The Excess Returns model evaluates a company’s ability to generate profits above its cost of equity. This approach focuses on how efficiently Cohen & Steers turns its invested capital into shareholder value. It highlights the difference between what the business earns and what equity holders require as a return for their investment.

For Cohen & Steers, the key metrics are:

  • Book Value: $10.79 per share
  • Stable EPS: $2.35 per share (Source: Median Return on Equity from the past 5 years.)
  • Cost of Equity: $0.64 per share
  • Excess Return: $1.72 per share
  • Average Return on Equity: 30.34%
  • Stable Book Value: $7.76 per share (Source: Median Book Value from the past 5 years.)

By estimating the future profitability and taking into account the company’s cost of equity, the model calculates an intrinsic value per share of $42.61. Currently, the stock trades at a substantial premium to this estimate, making it 49.6% overvalued according to this valuation approach.

The implication is clear.
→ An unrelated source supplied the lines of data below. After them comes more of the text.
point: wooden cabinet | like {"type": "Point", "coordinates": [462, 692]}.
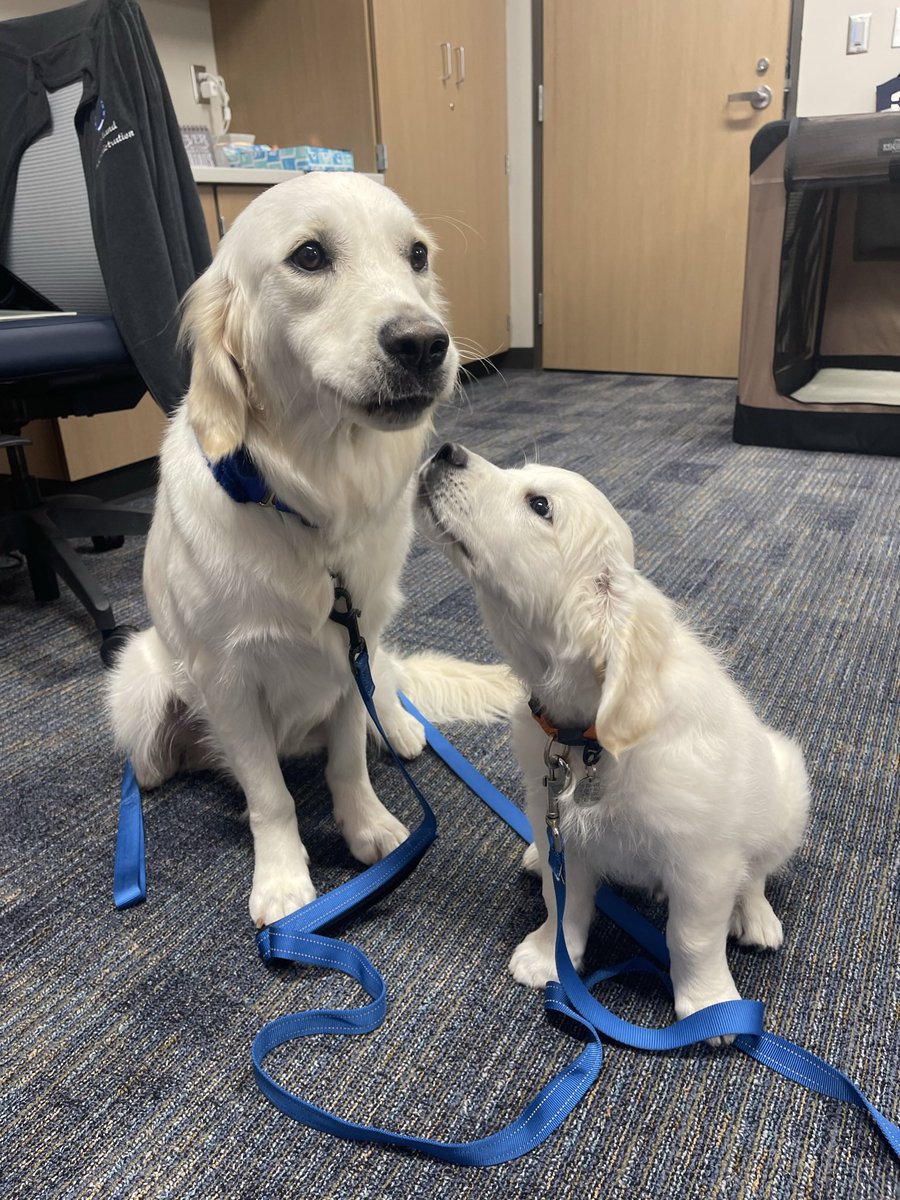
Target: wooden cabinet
{"type": "Point", "coordinates": [442, 105]}
{"type": "Point", "coordinates": [426, 79]}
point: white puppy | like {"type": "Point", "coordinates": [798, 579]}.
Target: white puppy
{"type": "Point", "coordinates": [319, 352]}
{"type": "Point", "coordinates": [694, 796]}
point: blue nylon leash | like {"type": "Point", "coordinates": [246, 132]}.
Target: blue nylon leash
{"type": "Point", "coordinates": [130, 870]}
{"type": "Point", "coordinates": [298, 937]}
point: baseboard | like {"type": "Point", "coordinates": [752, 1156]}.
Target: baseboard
{"type": "Point", "coordinates": [517, 358]}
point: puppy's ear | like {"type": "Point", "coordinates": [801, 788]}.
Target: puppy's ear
{"type": "Point", "coordinates": [636, 629]}
{"type": "Point", "coordinates": [219, 397]}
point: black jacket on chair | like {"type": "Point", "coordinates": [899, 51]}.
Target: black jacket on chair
{"type": "Point", "coordinates": [145, 214]}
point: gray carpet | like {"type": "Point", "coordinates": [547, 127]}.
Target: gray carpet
{"type": "Point", "coordinates": [125, 1055]}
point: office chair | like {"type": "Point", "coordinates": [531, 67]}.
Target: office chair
{"type": "Point", "coordinates": [59, 366]}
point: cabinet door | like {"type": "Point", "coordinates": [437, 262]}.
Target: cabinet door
{"type": "Point", "coordinates": [445, 133]}
{"type": "Point", "coordinates": [299, 72]}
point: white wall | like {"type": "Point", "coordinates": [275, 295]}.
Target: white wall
{"type": "Point", "coordinates": [831, 81]}
{"type": "Point", "coordinates": [181, 31]}
{"type": "Point", "coordinates": [521, 185]}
Even after accounting for robust returns on equity, the current market price appears expensive using this method.

Result: OVERVALUED

Our Excess Returns analysis suggests Cohen & Steers may be overvalued by 49.6%. Discover 923 undervalued stocks or create your own screener to find better value opportunities.

CNS Discounted Cash Flow as at Nov 2025
CNS Discounted Cash Flow as at Nov 2025

Head to the Valuation section of our Company Report for more details on how we arrive at this Fair Value for Cohen & Steers.

Approach 2: Cohen & Steers Price vs Earnings

The Price-to-Earnings (PE) ratio is a widely used valuation metric for profitable companies like Cohen & Steers because it connects a company’s current share price to its per-share earnings. This ratio is particularly meaningful for businesses with consistent profitability, offering investors a direct look at how much they are paying for each dollar of earnings generated.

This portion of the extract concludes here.